The 9th Circuit Court of Appeals rejected arguments by the National Mining Association and allied groups that it was illegal for Kenneth Salazar, the Interior Secretary in the Obama administration, to withdraw about a million acres around the park to new mining claims for 20 years. The court said while there may be differences in opinion on what danger the mining poses to the water supply, that did not make the withdrawal either arbitrary or capricious.
Judge Marsha Berzon, writing for the unanimous three-judge panel, also said Salazar and his department did not violate requirements for the federal government to promote multiple uses of public lands.
"Interior engaged in a careful and reasoned balancing of the potential economic benefits of additional mining against the possible risks to environmental and cultural resources," Berzon said. "This approach was fully consonant with the multiple-use principle."
The appellate court said the Interior Department met its legal requirement to consider the potential impact of its actions on local governments. That included a resolution passed by the Mohave County Board of Supervisors against withdrawing the land from new claims.
Berzon said more is not required.
"In particular, the consent of state and local governments to a withdrawal is in no way required," she wrote, saying the National Environmental Policy Act "does not confer veto power on potentially affected state or local governments, each with its own economic interests."
Sandy Bahr, lobbyist for the Sierra Club in Arizona, acknowledged that the ruling comes as the Trump administration is weighing whether to narrow the off-limits area or rescind Salazar's designation entirely.
But Bahr said any such move could not be unilateral, with Trump and his administration having to comply with the National Environmental Policy Act "and justify doing so."
"We will oppose it and challenge it if he moves forward with rescinding it," she said.
Mining Association spokeswoman Jamie Caswell said her organization is disappointed by the decision.
"We are reviewing it further to determine any future actions," she said.
Large quantities of uranium was first discovered near the national park in the late 1940s. Production surged in the 1980s and 1990s with a spike in prices.
But Berzon said that the collapse of the Soviet Union and decommissioning of many nuclear warheads pretty much halted mining in the area.
All that changed in 2007 with another price spike, she said. But in 2012, reacting to concerns about the impact of mining radioactive materials, Salazar proposed withdrawing about a million acres from new claims.
The mining interests sued. After being rebuffed in 2014 by a federal judge in Arizona they took their case to the appellate court.
Berzon said there were concerns about the potential impact of a large-scale increase in mining.

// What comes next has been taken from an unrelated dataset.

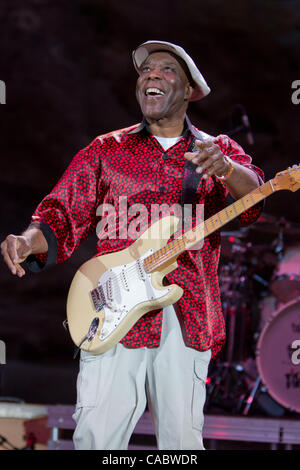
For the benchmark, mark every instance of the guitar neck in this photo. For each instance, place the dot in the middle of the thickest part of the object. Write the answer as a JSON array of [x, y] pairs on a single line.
[[192, 237]]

"Uranium mining has been associated with uranium and arsenic contamination in water supplies, which may affect plant and animal growth, survival, and reproduction, and which may increase the incidence of kidney damage and cancer in humans," she wrote. And Berzon noted that multiple reports "all acknowledged substantial uncertainty regarding water quality and quantity in the area, the possible impact of additional mining on perched and deep aquifers, and the effect of radionuclide exposure on plants, animals and humans."
The result, she said, was a "measured approach" by the department, saying that keeping new mining from starting for 20 years will allow for additional data on thins like groundwater flow paths and the contribution that mining makes to radiation.

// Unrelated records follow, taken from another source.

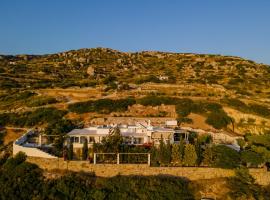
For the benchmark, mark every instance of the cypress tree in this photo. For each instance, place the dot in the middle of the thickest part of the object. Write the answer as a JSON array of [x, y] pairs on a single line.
[[70, 151], [190, 156], [198, 149], [181, 149], [176, 157], [85, 150], [207, 156], [164, 152]]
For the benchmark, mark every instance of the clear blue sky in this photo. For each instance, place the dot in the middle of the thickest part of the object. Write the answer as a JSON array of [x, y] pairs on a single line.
[[229, 27]]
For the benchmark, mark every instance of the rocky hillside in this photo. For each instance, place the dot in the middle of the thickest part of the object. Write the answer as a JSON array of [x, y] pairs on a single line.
[[241, 86]]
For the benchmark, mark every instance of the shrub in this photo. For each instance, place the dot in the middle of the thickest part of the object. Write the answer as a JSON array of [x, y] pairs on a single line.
[[251, 158], [225, 157], [218, 119], [190, 155]]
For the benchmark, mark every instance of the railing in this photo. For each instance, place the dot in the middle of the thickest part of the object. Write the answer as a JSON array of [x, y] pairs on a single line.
[[119, 158]]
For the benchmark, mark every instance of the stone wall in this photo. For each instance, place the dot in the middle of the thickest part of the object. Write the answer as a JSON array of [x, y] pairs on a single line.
[[109, 170]]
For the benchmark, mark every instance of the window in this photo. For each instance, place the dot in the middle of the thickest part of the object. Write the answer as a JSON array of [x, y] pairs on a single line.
[[91, 139], [76, 139], [137, 140], [82, 139]]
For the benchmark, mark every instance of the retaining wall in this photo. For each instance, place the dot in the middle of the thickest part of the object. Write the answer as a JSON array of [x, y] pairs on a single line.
[[108, 170]]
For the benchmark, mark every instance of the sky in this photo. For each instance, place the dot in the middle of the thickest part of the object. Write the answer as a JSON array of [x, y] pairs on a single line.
[[227, 27]]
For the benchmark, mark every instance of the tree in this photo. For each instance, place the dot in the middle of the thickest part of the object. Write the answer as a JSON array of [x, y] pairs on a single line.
[[207, 156], [85, 149], [70, 151], [241, 142], [243, 186], [164, 152], [112, 143], [20, 179], [176, 156], [218, 119], [190, 156], [181, 149], [198, 149]]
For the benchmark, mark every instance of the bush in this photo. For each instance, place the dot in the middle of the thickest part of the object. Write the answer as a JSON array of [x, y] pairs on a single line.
[[19, 179], [225, 157], [243, 186], [251, 158], [218, 119]]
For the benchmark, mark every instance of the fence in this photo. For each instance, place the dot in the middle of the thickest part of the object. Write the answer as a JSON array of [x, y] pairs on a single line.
[[122, 158]]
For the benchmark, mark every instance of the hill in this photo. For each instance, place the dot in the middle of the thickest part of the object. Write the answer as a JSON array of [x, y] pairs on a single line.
[[241, 87]]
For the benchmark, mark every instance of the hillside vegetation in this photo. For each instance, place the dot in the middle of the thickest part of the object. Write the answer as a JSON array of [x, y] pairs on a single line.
[[239, 88]]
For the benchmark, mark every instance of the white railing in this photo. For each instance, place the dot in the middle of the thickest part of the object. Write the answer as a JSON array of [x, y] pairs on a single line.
[[118, 156]]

Berzon said legal challenges to decisions like those made by Salazar can be overturned by courts only in cases where they are "arbitrary, capricious, an abuse of discretion, or otherwise not in accordance with the law." And the judge said courts give great deference to the actions of an agency and uphold them "if a reasonable basis exists for its decision."
In this case, she said, there is reason for the court not to overturn what Salazar did.
She said there was evidence that additional uranium mining could post a risk of concentration. That included an analysis of more than 1,000 water samples within the region which found that 70 sites exceeded federal contaminant levels for heavy metals.
And samples from 15 springs and five wells indicated uranium concentrations exceeded standards.
Berzon acknowledged that some analysts within the Interior Department disagreed with the risk.
"But the existence of internal disagreements regarding the potential risk of contamination does not render the agency's ultimate decision arbitrary and capricious," the judge wrote. "Scientific conclusions reached by the agency need not reflect the unanimous opinion of its experts."
The appellate court also backed the finding that the area is of "profound significance and importance to Native American tribes." And the judges said nothing in law requires the Interior Department to limit protection to smaller carve-outs rather than preserving larger areas which have multiple cultural and historic sites.
Berzon agreed with arguments that existing laws and regulations might mitigate the impact of uranium mining on environmental, cultural and visual resources, as well as wildlife and human health. But she said the final environmental study "does not suggest that simply enforcing existing laws and regulations would suffice to meet the purposes of the withdrawal."